In a few states, express prohibition on collateral attack exists. In other jurisdictions, annulment procedure statutes, provided that the marriage of one lacking in mental capacity shall be void from the time it is decreed, have been constructed as making such marriages voidable only.
In some countries, such as the U. The spouse in question would have to make someone their litigation friend to make decisions on their behalf. Mental illness tends to create legal quandaries when it comes to pursuing a divorce. If the court agrees the defendant is competent, they are released and a criminal trial date is set. Such a competency ruling cannot be used as evidence against the defendant if they later pleads insanity as a defense in the criminal trial.

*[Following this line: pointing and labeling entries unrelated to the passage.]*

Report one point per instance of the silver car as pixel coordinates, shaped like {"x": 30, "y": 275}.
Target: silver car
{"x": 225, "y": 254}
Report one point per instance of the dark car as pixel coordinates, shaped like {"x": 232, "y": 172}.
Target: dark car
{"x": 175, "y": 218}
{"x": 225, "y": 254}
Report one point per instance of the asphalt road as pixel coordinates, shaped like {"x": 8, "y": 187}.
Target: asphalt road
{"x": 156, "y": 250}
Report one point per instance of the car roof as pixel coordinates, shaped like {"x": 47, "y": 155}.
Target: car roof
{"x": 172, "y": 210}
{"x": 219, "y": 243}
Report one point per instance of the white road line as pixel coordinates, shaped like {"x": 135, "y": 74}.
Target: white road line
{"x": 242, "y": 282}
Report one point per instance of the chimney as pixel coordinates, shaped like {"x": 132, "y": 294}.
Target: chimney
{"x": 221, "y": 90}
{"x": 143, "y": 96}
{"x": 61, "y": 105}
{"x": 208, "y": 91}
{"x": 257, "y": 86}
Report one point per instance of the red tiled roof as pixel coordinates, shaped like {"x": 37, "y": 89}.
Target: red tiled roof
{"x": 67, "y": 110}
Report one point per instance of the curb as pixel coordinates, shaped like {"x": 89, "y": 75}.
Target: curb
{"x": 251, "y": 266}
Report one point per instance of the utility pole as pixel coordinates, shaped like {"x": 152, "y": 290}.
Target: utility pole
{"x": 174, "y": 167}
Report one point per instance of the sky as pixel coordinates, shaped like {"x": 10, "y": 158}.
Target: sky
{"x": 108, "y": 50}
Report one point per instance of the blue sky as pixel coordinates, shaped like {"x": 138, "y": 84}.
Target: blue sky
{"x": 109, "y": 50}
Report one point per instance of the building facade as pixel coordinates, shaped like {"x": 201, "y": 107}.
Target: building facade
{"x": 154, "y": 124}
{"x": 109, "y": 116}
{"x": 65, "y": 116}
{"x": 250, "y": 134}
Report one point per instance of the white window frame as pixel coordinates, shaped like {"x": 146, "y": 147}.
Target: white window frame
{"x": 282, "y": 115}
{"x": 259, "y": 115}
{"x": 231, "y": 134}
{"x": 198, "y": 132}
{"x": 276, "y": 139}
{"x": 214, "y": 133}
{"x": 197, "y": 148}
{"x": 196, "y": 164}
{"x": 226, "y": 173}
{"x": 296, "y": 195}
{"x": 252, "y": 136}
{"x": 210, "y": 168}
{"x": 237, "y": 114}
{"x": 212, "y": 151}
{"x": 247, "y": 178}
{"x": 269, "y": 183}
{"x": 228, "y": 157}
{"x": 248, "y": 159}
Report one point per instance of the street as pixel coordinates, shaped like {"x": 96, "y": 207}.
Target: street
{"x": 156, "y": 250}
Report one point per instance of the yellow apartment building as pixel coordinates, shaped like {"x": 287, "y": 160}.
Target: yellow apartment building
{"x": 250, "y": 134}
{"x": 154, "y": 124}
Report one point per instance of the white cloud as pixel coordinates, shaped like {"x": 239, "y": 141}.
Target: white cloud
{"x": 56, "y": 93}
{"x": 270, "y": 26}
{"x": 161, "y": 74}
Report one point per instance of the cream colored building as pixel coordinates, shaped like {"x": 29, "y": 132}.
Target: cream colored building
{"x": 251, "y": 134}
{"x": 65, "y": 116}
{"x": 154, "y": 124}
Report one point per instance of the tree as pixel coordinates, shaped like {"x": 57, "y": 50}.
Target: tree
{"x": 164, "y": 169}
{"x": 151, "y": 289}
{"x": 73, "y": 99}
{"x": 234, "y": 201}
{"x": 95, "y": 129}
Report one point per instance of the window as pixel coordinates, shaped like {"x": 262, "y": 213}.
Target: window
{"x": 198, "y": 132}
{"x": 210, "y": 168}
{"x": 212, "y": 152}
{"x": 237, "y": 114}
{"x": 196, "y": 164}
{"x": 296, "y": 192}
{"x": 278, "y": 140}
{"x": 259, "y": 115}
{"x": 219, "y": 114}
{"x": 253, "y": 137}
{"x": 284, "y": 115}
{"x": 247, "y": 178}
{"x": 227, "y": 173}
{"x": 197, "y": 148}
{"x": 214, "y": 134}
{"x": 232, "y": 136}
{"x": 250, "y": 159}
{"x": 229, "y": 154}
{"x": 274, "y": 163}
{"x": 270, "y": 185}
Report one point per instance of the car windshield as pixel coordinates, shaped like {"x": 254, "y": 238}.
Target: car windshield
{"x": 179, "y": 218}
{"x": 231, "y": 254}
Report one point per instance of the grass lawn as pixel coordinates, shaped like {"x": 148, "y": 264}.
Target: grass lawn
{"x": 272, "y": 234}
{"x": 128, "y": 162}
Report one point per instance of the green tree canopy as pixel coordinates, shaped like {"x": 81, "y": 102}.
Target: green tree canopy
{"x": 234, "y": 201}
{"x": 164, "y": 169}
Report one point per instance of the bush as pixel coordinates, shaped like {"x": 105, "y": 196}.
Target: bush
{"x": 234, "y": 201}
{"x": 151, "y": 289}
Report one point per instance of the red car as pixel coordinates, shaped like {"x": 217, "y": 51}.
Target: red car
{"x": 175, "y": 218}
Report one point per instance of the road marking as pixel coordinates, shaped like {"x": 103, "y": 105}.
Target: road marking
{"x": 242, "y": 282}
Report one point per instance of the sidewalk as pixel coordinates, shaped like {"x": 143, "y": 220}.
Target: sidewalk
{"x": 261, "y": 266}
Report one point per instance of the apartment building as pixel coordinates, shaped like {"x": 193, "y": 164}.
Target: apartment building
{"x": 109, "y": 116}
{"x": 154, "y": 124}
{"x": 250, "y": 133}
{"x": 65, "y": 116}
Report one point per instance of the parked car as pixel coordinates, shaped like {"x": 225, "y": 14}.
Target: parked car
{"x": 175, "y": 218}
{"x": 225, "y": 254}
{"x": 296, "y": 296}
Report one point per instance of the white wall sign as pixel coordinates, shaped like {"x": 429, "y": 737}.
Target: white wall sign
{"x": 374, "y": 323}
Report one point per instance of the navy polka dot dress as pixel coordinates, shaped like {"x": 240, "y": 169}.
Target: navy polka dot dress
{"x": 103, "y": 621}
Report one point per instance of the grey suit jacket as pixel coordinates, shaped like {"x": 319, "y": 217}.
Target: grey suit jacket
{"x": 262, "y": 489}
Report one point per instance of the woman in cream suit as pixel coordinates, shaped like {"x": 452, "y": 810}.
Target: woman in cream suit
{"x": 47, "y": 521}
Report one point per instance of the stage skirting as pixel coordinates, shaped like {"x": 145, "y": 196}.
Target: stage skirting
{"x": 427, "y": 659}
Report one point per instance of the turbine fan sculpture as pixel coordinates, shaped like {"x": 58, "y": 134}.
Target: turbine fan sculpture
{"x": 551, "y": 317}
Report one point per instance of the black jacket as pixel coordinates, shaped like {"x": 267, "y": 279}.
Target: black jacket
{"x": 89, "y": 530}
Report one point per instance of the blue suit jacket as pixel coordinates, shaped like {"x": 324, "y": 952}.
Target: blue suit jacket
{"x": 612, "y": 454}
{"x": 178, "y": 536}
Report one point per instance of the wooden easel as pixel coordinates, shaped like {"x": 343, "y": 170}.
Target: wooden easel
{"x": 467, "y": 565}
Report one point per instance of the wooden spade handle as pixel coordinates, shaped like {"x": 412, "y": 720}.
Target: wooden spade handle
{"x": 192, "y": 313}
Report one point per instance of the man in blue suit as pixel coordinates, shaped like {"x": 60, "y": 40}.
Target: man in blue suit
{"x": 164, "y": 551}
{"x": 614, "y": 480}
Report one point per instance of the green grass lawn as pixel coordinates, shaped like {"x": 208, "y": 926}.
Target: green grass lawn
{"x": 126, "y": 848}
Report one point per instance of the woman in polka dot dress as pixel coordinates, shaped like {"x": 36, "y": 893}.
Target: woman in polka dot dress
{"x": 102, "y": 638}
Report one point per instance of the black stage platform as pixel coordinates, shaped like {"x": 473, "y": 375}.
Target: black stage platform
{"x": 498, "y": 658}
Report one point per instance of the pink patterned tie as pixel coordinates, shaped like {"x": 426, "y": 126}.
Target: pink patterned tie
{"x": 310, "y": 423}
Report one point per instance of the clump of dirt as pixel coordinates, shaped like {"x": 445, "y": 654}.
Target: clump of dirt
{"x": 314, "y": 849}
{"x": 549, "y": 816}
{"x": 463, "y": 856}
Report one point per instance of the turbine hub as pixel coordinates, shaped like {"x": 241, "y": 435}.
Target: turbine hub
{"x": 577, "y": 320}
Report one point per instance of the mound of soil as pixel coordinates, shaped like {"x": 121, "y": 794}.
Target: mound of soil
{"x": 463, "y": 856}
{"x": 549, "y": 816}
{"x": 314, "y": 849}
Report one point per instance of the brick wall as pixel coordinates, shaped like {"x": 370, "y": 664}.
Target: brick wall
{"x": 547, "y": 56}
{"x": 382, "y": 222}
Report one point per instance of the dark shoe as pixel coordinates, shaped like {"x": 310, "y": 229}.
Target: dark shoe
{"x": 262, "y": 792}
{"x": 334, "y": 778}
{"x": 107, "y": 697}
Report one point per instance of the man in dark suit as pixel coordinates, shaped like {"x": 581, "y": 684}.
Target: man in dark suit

An insanity defense refers to the defendant's inability to know or appreciate right from wrong at the time of the alleged crime.
The Jackson ruling also specified that "treatment must stop if there is no substantial probability that the defendant will regain trial competence in the near future. The development of powerful drugs has given the government the opportunity to medicate mentally incompetent defendants to the point whre they are competent to stand trial. By , the federal government was medicating hundreds of defendants each year but a small number objected to medication.
Mental incapacity may be temporary or ongoing or may only affect certain decisions. Capacity to make a decision can therefore change depending on what the decision is, the complexity of the issues involved in the decision and when the decision is to be made.
Even where some form of cognitive difficulty has been confirmed an individual should be given the opportunity to make their own decision on each occasion, as that person may have the capacity to do so at that particular time. Sometimes this occurs through a natural process - for example, where family members gradually take over decision making responsibilities for a mentally frail elderly relative and that person agrees to the help being provided.
However formal assessment may be required particularly for legal processes or where there are differences of opinions about what is happening. As most incapacities are medical in their origins, doctors are asked to provide reports regarding capacity. This may be a general practitioner or a doctor who specialises in mental functioning such as a neurologist, geriatrician or psychiatrist.
Clinical and neuro psychologists also have specialist skills in assessing mental functioning. This paper considers the way in which the best interests test has been used in making health care decisions for mentally incompetent individuals in the Irish and English Courts where this is the test of choice. It looks in brief at the development of the test and the way in which the House of Lords has "de-theorised" the question of best interests in cases such as Re F Mental Patient: Sterilisation and Airedale N.